Particulate matter (PM10) profile simulated over the central Indian region using WRF-Chem-V3.9 and visualized using QGIS-v3.2

4.2 Gridded Emission Inventory

The CTMs require inventory of pollution sources which are representative of the study area. While solving the transport equations, the emission value in the respective grids will be advected or convected (using meteorological fields plugged in by numerical weather models), diffused and transformed (both physical and chemical) resulting in generation of realistic spatio-temporal profile of the pollutants. For enabling air quality modeling, the emission sources are made available in gridded format with varying spatio-temporal resolutions and speciations. The emission values in each grid are usually estimated from gross national estimates and certain proxy-variables such as, spatial distribution of activity / population. ACCMIP (Lamerque et al. 2010), EDGAR (Gutschow et al. 2016), GEIA (Price et al. 1997), POET (Granier et al. 2005), RETRO (Schultz et al. 2008) are global gridded emission inventories which provides both anthropogenic and biogenic sources. MEGAN (Sindelarova et al. 2014) and CAMS-GLOB-BIO (Sindelarova et al. 2014) provides global biogenic emissions. REAS (Kurokawa et al. 2013) provides anthropogenic emission data of east Asia. The Emissions of atmospheric Compounds and Compilation of Ancillary Data (ECCAD) portal (http://eccad.aeris-data.fr/) hosts emission inventory data from several databases in a much organized fashion at various spatio-temporal resolutions for facilitating air quality modeling.

Guidelines are provided by European Environment Agency (EEA 2009) to set up continental and national scale emission inventories, while there are no such guidelines for setting up urban and local scale emission inventories (Thunis et al. 2016).

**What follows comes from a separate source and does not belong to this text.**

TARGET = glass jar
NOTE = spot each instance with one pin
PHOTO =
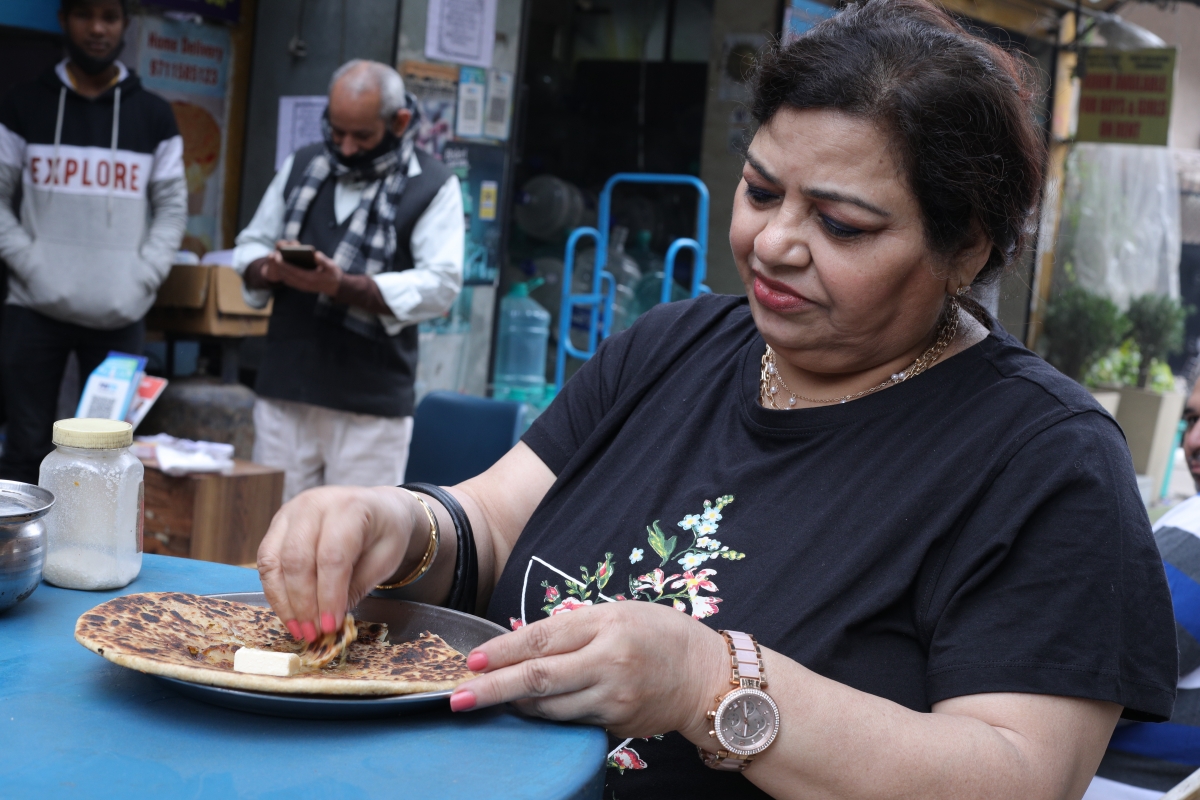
(94, 531)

Usually, urban to local scale air quality studies rely on project specific emission inventories (Kang et al. 2016), which lacks uniformity and makes it difficult for integration into other studies. However, Forum for AIR quality MODElling (FAIRMODE 2018) guideline document and Citeair2 project report (www.citeair.eu/) stresses about harmonized compilation of emissions across EU to avoid irregularities. Under the FAIRMODE framework, the comprehensive emission source database, SPECIEUROPE (Pernigotti et al. 2016) is developed for the EU, in similar lines with EPA’s SPECIATE (Simon et al. 2010) for USA. Trombetti et al. (2017) have developed a method to downscale the national emission aggregates based on fuel consumption, productivity etc. (modeled using Greenhouse Gas and Air Pollution Interactions and Synergies Mode, GAINS model) to the grid resolution of 100 m. On the other side, the accuracy of the emissions and location of sources is also crucial to avoid uncertainties in CTM simulations.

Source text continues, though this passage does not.